Gratie gods in staat en samenleving

Wanneer we het kabinet moeten geloven, is deze de-christianisering, hoezeer geen politiek einddoel, toch als bijvangst van de secularisering van de maatschappij overduidelijk een dominant verschijnsel geworden in het publieke domein. Overigens is niet zo heel erg duidelijk wat met dat domein bedoeld wordt. Kennelijk alles, wat vóór de particuliere voordeur of tuinhekje ligt, te beginnen met het trottoir. De openbaarheid is neutraal. En dat is goed, aldus (ex)minister Ingrid van Engelshoven die onder meer gáát over het onderwijs, de cultuur en de wetenschap. Daarom is openbaar onderwijs in beginsel neutraal, want alleen zo komt door het onderwijs het “beste in mensen naar boven”. Alleen zo krijgt iedereen gelijke kansen. Alleen zo kan iedereen zijn talenten ontplooien. Alleen zo kan ieder zichzelf zijn.
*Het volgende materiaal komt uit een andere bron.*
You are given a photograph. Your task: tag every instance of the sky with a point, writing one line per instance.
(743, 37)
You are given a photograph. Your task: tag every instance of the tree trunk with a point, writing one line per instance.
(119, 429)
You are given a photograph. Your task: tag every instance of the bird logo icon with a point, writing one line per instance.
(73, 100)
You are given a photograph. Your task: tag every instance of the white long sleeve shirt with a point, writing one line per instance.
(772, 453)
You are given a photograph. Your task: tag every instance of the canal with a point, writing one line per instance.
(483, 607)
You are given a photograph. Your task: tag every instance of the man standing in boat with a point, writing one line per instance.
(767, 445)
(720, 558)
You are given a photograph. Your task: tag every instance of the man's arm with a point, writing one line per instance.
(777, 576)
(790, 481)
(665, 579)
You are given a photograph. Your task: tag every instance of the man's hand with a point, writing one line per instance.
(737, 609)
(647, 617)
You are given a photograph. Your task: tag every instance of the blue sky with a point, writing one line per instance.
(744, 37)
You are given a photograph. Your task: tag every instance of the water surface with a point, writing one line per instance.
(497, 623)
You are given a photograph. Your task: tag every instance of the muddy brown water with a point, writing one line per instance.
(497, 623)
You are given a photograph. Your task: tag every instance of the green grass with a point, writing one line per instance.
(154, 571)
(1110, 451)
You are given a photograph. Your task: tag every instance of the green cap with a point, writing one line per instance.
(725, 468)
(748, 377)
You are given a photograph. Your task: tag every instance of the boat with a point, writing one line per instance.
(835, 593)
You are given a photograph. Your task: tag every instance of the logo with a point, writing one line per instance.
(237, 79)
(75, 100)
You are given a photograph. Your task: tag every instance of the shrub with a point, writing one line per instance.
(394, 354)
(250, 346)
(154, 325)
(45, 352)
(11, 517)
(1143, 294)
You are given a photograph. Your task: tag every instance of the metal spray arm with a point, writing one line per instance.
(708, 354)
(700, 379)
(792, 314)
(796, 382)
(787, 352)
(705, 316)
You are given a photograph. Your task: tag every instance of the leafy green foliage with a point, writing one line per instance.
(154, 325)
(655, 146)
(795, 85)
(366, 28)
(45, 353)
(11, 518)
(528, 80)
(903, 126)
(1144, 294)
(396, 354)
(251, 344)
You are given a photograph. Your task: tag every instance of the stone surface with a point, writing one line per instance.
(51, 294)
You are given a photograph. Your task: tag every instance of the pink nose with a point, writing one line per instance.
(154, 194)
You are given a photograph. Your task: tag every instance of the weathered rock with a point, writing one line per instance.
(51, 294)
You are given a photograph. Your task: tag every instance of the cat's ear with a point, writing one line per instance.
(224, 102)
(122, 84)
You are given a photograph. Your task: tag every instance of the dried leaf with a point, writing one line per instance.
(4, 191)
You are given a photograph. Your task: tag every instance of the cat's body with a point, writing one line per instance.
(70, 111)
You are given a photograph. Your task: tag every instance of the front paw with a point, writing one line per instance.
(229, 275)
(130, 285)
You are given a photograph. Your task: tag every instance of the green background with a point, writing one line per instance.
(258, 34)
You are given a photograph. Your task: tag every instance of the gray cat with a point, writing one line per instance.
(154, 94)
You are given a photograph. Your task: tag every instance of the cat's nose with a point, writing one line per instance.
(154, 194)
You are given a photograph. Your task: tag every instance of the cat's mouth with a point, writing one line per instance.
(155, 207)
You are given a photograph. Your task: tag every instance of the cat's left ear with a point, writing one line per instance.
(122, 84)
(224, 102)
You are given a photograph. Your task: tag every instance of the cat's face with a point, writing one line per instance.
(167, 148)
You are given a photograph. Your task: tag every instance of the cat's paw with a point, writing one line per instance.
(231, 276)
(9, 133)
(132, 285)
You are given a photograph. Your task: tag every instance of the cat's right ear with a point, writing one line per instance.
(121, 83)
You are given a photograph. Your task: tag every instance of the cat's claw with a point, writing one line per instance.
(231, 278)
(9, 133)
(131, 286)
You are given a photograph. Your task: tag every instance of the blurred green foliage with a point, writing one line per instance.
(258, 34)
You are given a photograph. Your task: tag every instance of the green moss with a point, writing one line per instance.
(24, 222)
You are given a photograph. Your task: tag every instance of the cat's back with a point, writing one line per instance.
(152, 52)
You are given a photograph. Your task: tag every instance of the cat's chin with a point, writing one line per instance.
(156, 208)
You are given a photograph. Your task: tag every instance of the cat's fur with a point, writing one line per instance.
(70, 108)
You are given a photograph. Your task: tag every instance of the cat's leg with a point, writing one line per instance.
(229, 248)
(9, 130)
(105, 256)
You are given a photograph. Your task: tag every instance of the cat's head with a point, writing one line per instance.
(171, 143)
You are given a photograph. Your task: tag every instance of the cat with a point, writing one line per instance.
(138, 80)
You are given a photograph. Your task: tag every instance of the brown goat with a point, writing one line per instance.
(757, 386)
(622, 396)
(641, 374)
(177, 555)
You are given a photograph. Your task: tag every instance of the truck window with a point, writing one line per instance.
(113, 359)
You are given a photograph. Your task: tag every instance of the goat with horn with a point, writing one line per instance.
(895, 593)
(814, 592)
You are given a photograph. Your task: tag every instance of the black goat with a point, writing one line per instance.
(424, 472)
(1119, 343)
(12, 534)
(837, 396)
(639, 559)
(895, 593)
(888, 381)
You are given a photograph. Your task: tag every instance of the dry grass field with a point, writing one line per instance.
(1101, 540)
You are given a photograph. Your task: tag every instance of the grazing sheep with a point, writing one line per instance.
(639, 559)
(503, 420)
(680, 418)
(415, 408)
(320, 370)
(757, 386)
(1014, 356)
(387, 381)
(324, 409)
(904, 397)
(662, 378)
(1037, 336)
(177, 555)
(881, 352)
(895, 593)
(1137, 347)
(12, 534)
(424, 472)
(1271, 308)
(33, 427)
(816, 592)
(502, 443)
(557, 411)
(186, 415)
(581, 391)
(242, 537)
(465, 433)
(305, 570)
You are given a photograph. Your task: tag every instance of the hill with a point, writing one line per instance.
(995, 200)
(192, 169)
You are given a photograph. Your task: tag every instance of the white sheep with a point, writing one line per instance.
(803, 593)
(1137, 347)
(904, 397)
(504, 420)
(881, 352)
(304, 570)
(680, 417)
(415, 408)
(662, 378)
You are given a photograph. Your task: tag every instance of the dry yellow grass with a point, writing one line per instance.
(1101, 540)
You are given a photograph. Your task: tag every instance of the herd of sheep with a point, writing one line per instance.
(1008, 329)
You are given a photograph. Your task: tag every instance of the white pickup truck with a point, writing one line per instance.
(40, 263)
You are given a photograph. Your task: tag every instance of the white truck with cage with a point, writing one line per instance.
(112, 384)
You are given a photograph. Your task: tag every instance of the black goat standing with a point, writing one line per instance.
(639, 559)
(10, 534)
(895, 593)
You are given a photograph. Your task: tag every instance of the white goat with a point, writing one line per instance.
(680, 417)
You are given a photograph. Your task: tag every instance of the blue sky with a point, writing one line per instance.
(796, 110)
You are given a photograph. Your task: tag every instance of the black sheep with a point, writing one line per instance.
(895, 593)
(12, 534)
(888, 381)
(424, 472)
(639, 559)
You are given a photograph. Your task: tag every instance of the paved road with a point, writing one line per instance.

Dat is immers goed. Waarom dat zo is, wordt verder niet toegelicht, maar dat is Ingrids principeverklaring ten aanzien van haar departementale missie. Er lijkt weinig op af te dingen, zoals ook weinig valt te verwrikken aan de stellingname dat men van mooie muziek houdt maar dat men lelijke als niet om aan te horen verwerpt. Die lelijke muziek mag daarom ook niet gesubsidieerd worden. Christelijk is niet-neutraal. Dat staat ook via de onderwijswetgeving als een paal boven water: het befaamde en ook wel beruchte onderwijsartikel 23 uit de grondwet gaat er vanuit dat christelijk onderwijs niet kan behoren tot de zorg van de overheid en dat daarom die overheid wél kan subsidiëren, maar het niet tot haar taak kan rekenen het te verschaffen. In 1917, toen dat zo geformuleerd werd, was iedereen dat duidelijk. Daarmee bedoelde men niet, dat die overheid onchristelijk moest zijn.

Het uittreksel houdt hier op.